China Space Conference ends, nation's 1st Mars rover named Zhurong
The 2021 China Space Conference concluded in Nanjing, capital of East China's Jiangsu province, on Monday.
The conference and a host of other activities opened Saturday morning to mark the sixth China Space Day, which falls on April 24 each year.
On April 24, 1970, China launched its first satellite, Dongfanghong 1. The day has since then been regarded as the beginning of the nation's space explorations.
More than 1,000 officials, enterprise representatives, diplomats and researchers took part in the opening ceremony on Saturday morning.
Zhang Kejian, head of the China National Space Administration, and Wu Zhenglong, provincial governor of Jiangsu, spoke at the event.
During the ceremony, the space administration announced that the nation's first Mars rover has been named "Zhurong", a figure in Chinese legend who was the god of fire in ancient times.
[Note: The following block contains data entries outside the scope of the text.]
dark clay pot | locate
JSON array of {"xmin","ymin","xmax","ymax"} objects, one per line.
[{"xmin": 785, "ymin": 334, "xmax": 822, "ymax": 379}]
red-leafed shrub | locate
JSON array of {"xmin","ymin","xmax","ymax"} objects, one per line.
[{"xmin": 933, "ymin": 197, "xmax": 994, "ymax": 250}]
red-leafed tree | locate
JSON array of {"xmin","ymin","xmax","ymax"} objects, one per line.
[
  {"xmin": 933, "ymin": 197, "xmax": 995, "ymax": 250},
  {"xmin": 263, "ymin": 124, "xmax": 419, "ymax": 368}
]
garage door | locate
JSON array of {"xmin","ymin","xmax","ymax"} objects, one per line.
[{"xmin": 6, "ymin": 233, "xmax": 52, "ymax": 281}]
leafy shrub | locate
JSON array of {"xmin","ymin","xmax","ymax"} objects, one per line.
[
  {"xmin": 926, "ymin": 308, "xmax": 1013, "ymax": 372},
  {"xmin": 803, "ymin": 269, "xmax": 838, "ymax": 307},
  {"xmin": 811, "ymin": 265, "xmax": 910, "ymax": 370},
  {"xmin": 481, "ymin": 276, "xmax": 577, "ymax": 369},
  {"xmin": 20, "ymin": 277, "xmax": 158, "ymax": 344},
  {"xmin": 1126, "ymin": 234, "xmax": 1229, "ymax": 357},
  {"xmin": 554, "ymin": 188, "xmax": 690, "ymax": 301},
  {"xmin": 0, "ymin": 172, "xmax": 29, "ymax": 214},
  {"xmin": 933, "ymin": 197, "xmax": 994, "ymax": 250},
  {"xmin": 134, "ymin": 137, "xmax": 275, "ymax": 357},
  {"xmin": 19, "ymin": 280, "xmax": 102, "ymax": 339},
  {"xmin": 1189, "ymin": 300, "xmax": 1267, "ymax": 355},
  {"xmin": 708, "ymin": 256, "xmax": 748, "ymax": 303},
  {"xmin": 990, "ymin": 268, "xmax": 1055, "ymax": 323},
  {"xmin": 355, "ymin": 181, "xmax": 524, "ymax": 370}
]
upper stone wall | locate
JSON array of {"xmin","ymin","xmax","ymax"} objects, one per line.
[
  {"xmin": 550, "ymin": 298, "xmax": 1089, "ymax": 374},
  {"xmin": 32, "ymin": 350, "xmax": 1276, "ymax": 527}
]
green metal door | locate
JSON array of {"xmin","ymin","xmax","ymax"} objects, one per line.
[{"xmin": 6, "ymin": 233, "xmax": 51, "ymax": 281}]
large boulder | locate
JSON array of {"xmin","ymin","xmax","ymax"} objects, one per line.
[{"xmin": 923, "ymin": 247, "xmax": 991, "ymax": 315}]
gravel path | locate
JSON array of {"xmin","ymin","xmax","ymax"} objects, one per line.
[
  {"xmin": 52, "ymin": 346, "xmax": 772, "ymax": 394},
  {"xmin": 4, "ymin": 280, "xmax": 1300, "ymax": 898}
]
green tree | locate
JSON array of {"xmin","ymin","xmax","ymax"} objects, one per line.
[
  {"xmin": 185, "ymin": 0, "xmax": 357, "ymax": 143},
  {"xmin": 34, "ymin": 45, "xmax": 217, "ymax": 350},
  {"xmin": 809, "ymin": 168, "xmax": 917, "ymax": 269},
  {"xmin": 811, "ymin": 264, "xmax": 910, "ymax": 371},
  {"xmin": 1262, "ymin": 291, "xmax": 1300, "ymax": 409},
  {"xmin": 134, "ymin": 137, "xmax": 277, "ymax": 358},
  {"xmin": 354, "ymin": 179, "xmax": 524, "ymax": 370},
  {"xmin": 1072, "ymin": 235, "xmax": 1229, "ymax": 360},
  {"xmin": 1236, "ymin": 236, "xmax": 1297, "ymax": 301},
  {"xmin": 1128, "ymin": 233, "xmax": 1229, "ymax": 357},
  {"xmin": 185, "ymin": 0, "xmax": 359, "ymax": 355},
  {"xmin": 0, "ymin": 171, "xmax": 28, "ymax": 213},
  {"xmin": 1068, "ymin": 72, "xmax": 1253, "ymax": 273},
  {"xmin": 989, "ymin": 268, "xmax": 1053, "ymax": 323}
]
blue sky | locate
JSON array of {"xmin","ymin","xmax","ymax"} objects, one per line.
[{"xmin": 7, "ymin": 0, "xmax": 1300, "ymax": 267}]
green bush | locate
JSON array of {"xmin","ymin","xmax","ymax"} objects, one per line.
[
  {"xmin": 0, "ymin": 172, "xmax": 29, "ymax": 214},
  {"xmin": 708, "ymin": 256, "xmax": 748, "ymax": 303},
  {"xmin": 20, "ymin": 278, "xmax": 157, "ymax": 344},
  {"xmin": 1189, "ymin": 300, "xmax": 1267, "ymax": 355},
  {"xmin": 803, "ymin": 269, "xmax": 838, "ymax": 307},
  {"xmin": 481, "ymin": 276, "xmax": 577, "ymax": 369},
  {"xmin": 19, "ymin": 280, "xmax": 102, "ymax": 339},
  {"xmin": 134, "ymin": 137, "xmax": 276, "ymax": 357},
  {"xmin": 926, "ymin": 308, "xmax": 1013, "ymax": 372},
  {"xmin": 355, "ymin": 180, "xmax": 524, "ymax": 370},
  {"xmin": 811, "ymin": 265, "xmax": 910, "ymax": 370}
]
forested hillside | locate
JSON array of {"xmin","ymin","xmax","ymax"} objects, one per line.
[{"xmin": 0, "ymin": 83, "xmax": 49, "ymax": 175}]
Ye Peijian, a preeminent scientist and leading spacecraft researcher at the China Academy of Space Technology, said at the occasion that Chinese scientists and engineers have begun to develop a robotic spacecraft to collect samples from 2016 HO3, an asteroid that is the smallest and closest "quasi-satellite" to Earth.
Wei Yiyin, deputy general manager of China Aerospace Science and Industry Corp, disclosed that the State-owned defense conglomerate is working on a reusable aerospace plane and intends to put it to commercial flight by 2030.